L'axe ligérien et ses principaux affluents jouent un rôle attractif. A l'exception de Richelieu et Pont-Amboizé, le Richelais est très peu peuplé. D'une manière générale, les franges du territoire regroupent les communes les moins peuplées à l'exception de la zone au contact de l'Indre.

Essor démographique de pôles périphériques au début du 19ème siècle

Au début du 19e siècle, la Touraine compte près de 269 000 habitants (carte 1 et carte 2) répartis au sein de 310 collectes. En un siècle, la population départementale a augmenté de 14%. Tours reste la ville la plus peuplée (plus de 20 000 habitants) mais son importance relative est moindre qu'en 1713 puisqu'elle a perdu plus de 5 000 habitants depuis cette date et qu'elle ne représente plus que 8% du total de la population.

Contrairement au siècle précédent, deux villes dépassent le seuil de 5 000 habitants : Chinon et Amboise.

Outre les deux cas précédents, on observe le renforcement de pôles de peuplement déjà identifiés au début du 18e siècle : le Bourgueillois, les environs de Loches, Richelieu et Château-Renault ainsi que les communes au nord de Neuillé-Pont-Pierre (carte 3 et carte 4).

La part des petites communes dans le total général a diminué. Le département est donc un peu moins rural qu'au siècle précédent (doc. 1). Le Richelais apparaît particulièrement dépeuplé puisqu'il concentre la majeure partie des communes inférieures de plus de 500 habitants à la moyenne départementale (carte 4).

L'augmentation générale de la population entre 1713 et 1801 a essentiellement profité aux pôles secondaires d'urbanisation et aux villes de moyenne importance au détriment de Tours dont la population a baissé et des petites paroisses rurales qui n'ont guère vu leur population augmenter.

Déclin des campagnes et essor de la banlieue de Tours au début du 20e siècle

En 1906, on recense en Touraine 337 947 habitants répartis entre 282 communes (carte 1 et carte 2).

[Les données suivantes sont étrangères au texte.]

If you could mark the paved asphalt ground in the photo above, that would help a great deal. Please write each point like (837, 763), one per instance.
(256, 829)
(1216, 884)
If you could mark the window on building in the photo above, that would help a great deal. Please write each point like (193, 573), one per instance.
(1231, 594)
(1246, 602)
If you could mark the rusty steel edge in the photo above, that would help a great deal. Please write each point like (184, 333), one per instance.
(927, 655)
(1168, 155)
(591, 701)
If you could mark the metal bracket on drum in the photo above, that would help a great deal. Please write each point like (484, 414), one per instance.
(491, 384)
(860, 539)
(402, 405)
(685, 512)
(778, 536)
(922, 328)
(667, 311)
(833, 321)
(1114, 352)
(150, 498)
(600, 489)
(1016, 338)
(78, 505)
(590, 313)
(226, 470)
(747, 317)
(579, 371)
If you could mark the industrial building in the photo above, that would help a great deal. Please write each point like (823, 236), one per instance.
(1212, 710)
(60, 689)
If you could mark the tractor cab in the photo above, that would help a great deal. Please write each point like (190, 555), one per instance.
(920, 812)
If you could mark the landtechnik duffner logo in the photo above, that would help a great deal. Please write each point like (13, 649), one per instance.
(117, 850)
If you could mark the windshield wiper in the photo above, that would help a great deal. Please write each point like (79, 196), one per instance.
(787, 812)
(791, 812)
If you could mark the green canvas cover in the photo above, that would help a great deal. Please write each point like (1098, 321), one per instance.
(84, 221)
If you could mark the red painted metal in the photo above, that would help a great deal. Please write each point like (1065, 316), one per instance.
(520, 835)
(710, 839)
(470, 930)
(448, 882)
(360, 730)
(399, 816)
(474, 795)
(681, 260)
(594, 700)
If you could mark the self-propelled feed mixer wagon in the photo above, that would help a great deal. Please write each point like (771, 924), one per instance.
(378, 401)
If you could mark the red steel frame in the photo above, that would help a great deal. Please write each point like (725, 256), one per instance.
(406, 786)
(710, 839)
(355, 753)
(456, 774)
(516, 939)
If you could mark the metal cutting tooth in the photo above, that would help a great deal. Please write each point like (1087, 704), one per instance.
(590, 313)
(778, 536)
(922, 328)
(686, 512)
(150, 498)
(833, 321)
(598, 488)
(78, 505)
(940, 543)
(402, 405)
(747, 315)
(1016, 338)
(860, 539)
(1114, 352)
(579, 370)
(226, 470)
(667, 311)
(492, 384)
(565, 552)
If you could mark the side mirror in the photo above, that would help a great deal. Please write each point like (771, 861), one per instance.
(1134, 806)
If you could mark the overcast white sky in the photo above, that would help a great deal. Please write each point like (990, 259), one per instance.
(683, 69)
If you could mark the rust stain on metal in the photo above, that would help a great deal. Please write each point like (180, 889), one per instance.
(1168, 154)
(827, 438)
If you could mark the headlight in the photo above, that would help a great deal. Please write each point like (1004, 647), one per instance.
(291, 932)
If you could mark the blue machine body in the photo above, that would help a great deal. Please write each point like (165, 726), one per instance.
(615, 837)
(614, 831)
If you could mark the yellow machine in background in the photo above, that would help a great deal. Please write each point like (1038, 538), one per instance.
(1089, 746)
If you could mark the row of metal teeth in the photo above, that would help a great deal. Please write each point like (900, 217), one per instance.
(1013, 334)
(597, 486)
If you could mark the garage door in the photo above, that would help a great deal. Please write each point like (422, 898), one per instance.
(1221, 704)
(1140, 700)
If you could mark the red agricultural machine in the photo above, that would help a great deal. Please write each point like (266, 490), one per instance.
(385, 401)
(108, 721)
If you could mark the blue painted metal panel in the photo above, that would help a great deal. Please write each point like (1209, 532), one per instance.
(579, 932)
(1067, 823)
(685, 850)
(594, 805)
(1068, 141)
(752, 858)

En un siècle, la population a augmenté de 25%. C'est Tours et ses communes limitrophes qui ont le plus profité de cette augmentation : triplement du nombre d'habitants à Tours ou La Riche ; forte augmentation à Saint-Pierre-des-Corps et Saint-Symphorien (carte 3 et carte 4).

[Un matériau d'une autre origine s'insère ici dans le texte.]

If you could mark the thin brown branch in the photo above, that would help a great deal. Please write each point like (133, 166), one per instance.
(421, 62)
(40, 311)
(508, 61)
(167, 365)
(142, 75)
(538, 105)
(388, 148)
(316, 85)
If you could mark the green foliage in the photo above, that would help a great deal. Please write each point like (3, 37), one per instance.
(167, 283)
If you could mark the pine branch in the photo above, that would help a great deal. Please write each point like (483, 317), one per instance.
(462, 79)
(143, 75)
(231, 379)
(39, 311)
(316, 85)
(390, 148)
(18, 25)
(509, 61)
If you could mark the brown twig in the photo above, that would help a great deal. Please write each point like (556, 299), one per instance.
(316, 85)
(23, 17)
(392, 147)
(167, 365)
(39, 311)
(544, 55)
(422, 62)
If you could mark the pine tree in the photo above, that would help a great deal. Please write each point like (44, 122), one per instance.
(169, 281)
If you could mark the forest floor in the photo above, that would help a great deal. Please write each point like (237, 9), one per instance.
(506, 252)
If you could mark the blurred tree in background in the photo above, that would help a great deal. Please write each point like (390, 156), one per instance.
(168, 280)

L'importance des pôles périphériques identifiés au siècle précédent diminue ; seul Loches gagne quelques habitants tandis que Chinon et Amboise en perdent.

Le poids démographique des campagnes diminue fortement (doc. 1) ; le nombre de communes très inférieures à la moyenne départementale augmente de manière significative. Ce phénomène de désertification est particulièrement sensible au sud de la Vienne (Richelais) (carte 3). Par ailleurs, le nombre de communes supérieures à la moyenne a baissé de 33% par rapport à la situation du siècle précédent ce qui indique que la majeure partie de la population se concentre dans une minorité de communes (doc. 2).

La polarisation démographique du département autour de Tours et de sa banlieue marque le début du 20e siècle, tandis que l'exode rural frappe les campagnes. Le poids de l'agglomération tourangelle ne fera que se confirmer au cours du siècle. C'est la banlieue de Tours qui profite le plus de l'augmentation de la population entre 1906 et 1999 : seules les communes de la périphérie de Tours présentent des taux d'accroissement supérieurs au taux d'accroissement de l'ensemble de la population (carte 4).